On Sun., April 13, in the Motor City – Detroit, Michigan - two Canadian universities battled for the second year in a row to see which would win first place honours in the 2015 Shell Eco-marathon Americas. In a reversal of 2014 fate, the University of Toronto Supermileage team came from behind in their last efficiency run of the day to edge out Quebec’s Université Laval Alérion team, a perennial favourite that had won two years in a row and in five-of-the-last six years.
U of T’s Supermileage achieved the equivalent of 1,454 km/litre, besting Alérion’s 1,431 km/litre posting in the gasoline prototype category. To put that into perspective, it's almost 100-times better than what is generally expected from a compact car in today’s market.
This year’s 30th anniversary event drew 113 teams, representing over 1,000 high school and university students, from across the Americas – Brazil, Canada, Guatemala, Mexico and the United States.

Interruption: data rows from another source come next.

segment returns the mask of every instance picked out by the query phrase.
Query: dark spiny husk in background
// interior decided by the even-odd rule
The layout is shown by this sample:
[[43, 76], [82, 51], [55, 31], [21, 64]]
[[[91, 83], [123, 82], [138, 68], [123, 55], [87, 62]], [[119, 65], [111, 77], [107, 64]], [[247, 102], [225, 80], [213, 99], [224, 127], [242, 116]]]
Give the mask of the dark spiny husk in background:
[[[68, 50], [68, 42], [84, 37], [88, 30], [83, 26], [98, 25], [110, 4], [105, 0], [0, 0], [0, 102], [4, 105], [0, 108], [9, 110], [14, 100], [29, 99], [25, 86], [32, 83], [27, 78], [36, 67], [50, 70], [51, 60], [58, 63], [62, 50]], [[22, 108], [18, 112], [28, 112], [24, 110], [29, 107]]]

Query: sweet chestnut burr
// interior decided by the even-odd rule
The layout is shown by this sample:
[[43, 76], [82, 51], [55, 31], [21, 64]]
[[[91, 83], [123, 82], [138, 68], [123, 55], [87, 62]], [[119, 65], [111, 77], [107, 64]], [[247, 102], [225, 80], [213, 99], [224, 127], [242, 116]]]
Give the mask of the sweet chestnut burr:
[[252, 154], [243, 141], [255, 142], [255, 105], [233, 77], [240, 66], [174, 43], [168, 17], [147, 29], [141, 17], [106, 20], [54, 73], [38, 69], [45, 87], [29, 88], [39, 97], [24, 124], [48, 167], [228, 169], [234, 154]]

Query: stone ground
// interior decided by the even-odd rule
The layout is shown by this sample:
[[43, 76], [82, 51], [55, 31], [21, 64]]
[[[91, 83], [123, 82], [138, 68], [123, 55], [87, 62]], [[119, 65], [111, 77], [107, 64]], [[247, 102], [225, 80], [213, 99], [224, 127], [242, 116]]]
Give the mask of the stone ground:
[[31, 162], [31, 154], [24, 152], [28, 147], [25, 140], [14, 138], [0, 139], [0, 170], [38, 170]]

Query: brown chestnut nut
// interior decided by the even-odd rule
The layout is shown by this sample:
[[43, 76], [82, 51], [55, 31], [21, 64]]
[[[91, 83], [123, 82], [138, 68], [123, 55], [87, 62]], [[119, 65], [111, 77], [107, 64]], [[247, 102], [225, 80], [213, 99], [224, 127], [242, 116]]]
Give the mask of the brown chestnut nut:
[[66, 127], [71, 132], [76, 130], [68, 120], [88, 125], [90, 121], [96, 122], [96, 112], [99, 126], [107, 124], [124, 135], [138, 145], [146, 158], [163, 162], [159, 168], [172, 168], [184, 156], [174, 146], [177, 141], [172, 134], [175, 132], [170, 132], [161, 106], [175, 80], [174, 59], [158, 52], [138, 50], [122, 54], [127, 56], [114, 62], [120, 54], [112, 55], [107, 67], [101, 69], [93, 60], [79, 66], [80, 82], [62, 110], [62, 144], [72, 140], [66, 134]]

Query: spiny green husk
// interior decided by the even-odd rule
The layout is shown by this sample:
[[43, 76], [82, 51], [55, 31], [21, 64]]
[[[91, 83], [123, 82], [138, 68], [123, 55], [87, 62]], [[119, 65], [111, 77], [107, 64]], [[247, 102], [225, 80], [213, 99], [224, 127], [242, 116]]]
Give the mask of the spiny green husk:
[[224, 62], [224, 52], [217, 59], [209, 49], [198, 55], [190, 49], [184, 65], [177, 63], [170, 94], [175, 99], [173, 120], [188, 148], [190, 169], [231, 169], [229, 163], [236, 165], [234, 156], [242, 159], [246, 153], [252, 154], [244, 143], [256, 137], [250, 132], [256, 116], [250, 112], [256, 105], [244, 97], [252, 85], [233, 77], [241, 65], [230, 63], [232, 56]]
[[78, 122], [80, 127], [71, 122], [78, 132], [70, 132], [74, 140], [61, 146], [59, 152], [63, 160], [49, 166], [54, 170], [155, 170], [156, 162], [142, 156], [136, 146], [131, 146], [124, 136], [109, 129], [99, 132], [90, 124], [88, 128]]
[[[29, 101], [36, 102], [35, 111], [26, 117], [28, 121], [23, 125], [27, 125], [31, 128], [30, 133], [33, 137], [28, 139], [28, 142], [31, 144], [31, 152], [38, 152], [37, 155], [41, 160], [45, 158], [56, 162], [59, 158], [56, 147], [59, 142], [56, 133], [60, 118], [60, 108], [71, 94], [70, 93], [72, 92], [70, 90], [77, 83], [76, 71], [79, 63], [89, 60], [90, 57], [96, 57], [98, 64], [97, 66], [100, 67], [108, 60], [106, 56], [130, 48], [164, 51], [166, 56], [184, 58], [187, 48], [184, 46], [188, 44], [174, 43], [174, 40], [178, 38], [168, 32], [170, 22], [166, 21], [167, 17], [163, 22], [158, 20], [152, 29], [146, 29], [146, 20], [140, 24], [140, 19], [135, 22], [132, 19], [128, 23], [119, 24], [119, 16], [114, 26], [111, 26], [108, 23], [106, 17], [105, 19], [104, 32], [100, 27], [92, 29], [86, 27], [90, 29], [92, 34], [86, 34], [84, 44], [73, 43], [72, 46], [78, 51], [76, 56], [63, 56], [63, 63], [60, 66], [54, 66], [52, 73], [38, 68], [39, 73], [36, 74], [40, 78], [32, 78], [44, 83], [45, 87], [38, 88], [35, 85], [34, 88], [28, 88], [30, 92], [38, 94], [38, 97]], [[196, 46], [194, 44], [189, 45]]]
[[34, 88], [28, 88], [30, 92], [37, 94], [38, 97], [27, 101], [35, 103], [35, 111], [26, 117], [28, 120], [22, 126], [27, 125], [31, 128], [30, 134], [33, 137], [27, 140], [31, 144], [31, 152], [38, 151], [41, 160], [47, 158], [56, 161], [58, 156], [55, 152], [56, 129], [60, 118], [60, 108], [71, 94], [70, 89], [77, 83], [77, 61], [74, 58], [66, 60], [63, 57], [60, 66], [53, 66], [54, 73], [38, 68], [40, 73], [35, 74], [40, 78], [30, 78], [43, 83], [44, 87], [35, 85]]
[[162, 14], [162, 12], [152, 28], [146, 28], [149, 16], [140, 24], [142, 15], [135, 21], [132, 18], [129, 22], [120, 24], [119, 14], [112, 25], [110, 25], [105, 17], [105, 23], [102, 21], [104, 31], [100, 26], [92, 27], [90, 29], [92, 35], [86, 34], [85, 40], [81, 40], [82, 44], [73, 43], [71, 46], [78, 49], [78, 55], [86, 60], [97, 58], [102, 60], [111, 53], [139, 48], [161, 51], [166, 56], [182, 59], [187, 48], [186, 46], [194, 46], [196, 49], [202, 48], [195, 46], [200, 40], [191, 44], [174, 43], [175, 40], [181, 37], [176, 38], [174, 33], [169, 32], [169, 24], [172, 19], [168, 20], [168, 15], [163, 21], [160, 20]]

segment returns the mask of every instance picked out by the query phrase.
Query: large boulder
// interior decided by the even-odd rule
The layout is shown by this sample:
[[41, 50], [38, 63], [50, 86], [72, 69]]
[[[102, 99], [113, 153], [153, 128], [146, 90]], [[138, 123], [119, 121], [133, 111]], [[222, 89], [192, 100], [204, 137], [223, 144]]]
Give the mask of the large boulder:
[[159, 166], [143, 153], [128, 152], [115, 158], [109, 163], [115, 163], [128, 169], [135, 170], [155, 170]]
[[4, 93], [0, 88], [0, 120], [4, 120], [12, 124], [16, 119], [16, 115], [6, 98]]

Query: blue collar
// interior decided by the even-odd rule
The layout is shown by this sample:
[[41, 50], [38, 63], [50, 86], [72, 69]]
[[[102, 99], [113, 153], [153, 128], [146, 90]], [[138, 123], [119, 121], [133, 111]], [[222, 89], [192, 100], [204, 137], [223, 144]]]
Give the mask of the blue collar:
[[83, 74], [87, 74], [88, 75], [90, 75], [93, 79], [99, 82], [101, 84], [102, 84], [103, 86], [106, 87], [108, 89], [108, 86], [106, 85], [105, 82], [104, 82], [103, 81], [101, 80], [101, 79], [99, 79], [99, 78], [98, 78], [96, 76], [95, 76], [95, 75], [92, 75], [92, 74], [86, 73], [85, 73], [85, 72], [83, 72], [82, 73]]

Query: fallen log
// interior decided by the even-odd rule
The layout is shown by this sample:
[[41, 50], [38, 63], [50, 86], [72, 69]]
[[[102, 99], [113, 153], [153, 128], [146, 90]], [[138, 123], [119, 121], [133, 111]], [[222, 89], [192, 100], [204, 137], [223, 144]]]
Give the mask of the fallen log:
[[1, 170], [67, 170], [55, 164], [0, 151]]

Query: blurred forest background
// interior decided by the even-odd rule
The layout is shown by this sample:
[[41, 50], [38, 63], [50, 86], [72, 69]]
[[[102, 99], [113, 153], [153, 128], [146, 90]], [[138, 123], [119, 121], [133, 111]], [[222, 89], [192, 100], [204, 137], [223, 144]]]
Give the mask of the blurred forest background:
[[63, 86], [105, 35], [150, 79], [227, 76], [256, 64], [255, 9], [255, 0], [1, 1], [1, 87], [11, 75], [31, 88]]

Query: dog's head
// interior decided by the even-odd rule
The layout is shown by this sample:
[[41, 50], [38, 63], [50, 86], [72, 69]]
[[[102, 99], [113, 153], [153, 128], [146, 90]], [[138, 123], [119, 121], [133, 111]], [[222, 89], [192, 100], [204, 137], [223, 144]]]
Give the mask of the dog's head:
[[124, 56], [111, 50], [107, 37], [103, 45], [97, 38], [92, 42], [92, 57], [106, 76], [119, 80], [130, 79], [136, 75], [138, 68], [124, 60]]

Before hitting a new and hilly track through the streets of downtown Detroit, teams had to make tweaks
and, in some cases, major adjustments to pass detailed technical and safety inspections. Of the 111 teams that made it to the inspections, 89 passed and were cleared to run the track. The track also proved challenging for student drivers who had to steer their low-slung, futuristic vehicles through sharp turns and elevation changes as spectators cheered them from the sidelines.
"A little more than 100 years ago, just two blocks away, there was a young fellow by the name of Henry Ford working on his quadricycle. He tested it on these streets where he achieved 10 to 20 mpg at the time," said Detroit Mayor Mike Duggan. "When you consider the achievements of these bright young minds, creating vehicles of the future that can travel more than 2,000 miles on a single gallon of fuel, I am amazed at the progress and inspired by what the future may hold."